Contributed by Bobby Bissett
EDB Postgres Failover Manager (EFM) supports multiple ways to connect applications with the new master database after a failover or promotion. In many cases, a virtual IP address (VIP) can be used, and Failover Manager will move the VIP as needed. On cloud providers where the VIP is not an option, script hooks can be used to move a resource (e.g. an Elastic IP Address on AWS) to the new master node. With pgPool and other load balancers, additional script hooks can be used for updating the balancer configuration. However, not all failure cases could be handled by the existing options.
In EFM v3.2, we have added two new hooks that will allow more general load balancer operations. The two properties use the pgPool terms “attach” and “detach” for adding/removing a node from the load balancer configuration:
# Absolute path to load balancer scripts
#
# The attach script is called when a node should be attached to the load
# balancer, for example after a promotion. The detach script is called
# when a node should be removed, for example when a database has failed
# or is about to be stopped. Use %h to represent the IP/hostname
# of the node that is being attached/detached.
#
# Example:
# script.load.balancer.attach=/somepath/attachscript %h
script.load.balancer.attach=
script.load.balancer.detach=
With these two hooks, it will be easier to support cases like switchover, standby failure, and master failure that does not end with a promotion (e.g. when the cluster is already at the minimum number of standbys if set).
The “detach” hook will be called in the following cases:
- After a database failure. In this case the script will be called by the agent local to the database that has failed.
- After a database node failure. In this case another agent will call its script, passing in the ip/host of the failed node. Since another agent is calling the script, it is important to specify scripts on every node, including witness nodes, if using this feature.
- When a master agent detects that it has been isolated from the majority of the cluster and is fencing itself off. In this case, the agent may not be able to reach the load balancer, but it makes the attempt anyway.
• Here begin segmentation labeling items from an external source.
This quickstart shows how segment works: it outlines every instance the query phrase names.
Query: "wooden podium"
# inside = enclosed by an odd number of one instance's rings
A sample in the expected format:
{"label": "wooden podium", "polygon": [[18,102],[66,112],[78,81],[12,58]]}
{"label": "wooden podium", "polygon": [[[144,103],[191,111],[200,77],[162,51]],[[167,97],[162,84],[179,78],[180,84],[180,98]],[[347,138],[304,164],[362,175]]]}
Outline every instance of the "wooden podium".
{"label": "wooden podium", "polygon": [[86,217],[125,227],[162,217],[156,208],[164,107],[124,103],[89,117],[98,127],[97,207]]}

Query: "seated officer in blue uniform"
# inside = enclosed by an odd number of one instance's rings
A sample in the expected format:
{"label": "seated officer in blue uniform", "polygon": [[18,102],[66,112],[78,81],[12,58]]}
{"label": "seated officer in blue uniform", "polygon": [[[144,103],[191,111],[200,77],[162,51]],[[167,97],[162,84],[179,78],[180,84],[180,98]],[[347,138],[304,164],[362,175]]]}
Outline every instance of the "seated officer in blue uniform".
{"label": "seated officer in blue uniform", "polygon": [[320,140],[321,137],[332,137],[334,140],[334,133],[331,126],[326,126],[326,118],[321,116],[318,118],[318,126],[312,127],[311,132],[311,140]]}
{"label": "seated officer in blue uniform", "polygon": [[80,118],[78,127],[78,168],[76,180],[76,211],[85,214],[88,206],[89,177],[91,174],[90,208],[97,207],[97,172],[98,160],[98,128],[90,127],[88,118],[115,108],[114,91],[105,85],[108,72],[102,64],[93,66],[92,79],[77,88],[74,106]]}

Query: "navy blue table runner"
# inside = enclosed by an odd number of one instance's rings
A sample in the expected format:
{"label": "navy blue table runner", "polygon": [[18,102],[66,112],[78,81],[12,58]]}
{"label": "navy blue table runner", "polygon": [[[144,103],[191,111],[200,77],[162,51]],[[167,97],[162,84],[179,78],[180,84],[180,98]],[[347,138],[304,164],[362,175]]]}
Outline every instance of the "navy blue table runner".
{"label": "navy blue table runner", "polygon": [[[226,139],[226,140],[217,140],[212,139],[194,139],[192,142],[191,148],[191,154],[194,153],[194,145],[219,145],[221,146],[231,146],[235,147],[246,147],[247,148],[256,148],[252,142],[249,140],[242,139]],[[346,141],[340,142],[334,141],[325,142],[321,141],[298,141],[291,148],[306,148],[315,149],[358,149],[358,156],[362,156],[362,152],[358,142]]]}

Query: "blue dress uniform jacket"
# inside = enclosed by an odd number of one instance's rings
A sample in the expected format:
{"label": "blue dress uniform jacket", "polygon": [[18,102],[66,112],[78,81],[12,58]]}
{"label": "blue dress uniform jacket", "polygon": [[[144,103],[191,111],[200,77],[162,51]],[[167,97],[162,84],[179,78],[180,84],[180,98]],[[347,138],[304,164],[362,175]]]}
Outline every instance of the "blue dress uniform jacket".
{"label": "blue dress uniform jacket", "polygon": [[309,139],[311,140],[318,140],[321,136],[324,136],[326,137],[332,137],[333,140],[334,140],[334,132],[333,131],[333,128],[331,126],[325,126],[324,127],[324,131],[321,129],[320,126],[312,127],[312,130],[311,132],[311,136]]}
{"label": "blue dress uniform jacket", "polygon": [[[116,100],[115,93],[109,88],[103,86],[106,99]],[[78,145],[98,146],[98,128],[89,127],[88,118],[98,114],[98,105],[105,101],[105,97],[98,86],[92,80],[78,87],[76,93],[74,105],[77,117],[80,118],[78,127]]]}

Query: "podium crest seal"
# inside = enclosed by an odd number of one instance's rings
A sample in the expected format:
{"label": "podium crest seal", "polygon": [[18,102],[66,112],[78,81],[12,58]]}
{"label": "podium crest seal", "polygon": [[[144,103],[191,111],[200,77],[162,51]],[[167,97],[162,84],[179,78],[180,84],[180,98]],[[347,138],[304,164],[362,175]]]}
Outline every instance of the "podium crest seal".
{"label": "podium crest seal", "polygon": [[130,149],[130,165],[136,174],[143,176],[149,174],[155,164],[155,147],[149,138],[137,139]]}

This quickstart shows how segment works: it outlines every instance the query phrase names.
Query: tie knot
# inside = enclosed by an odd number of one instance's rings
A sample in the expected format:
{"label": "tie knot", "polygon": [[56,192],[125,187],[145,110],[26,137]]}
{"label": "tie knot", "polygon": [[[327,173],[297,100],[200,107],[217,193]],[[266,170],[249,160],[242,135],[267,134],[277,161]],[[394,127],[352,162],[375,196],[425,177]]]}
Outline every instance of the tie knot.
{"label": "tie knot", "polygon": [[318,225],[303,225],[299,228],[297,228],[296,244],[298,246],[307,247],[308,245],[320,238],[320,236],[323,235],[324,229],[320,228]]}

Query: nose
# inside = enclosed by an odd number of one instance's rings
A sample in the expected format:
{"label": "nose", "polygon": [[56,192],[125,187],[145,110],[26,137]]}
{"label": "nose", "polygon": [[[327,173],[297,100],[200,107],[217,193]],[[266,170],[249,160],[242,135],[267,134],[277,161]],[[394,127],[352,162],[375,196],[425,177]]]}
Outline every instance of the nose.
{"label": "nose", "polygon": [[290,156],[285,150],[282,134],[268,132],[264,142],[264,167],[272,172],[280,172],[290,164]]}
To the rest of the cluster, this is the same as if the node failed (see entry above).
- When a master agent stops monitoring the database and shuts it down before a switchover.
In summary, any condition that would cause a master or standby agent to enter ‘IDLE’ mode, or if the rest of the cluster sees a node disappear, will call the ‘detach’ script hook.
The “attach” hook will be called in these cases:
- A ‘promoting’ node becomes a master. This is the case for any promotion where a standby becomes a master database: failover, manual promotion, or switchover.
- An ‘IDLE’ agent resumes monitoring a master or standby database after a failure. This is when a failed database has been fixed/restarted, and the agent resumes monitoring through the efm resume command or the auto.resume.period property.
- An ‘IDLE’ agent resumes monitoring after startup. An example of this case is a node boots, efm starts, the database starts, and the efm agent is instructed to resume monitoring. The database should not already be in the load balancer configuration because it was not previously running.
- An ‘IDLE’ agent resumes monitoring the original master database that has been restarted as a standby after a switchover.
In summary, any condition that would cause an ‘IDLE’ or promoting agent to become a master or standby agent will call the ‘attach’ script hook.
For example, consider a node running on address 1.2.3.4 with the following set:
script.load.balancer.attach=/somepath/attach_script.sh %h
script.load.balancer.detach=/somepath/detach_script.sh %h
If the database on that node dies, the following would be run as the user running Failover Manager (typically the ‘efm’ user), passing in the IP address of the database node that should be removed from the load balancer configuration:
/somepath/detach_script.sh 1.2.3.4
A single script could also be used:
script.load.balancer.attach=/somepath/lb_script.sh attach %h
script.load.balancer.detach=/somepath/lb_script.sh detach %h
In the same case as above, the following would be run as the failover manager user, where ‘detach’ and ‘1.2.3.4’ are the two parameters passed to the script:
/somepath/lb_script.sh detach 1.2.3.4
If a node fails, then another node would call its local detach script as above, passing in the address of the failed node. This is why it is important to specify scripts on every node, including witness nodes, if using the new load balancer hooks.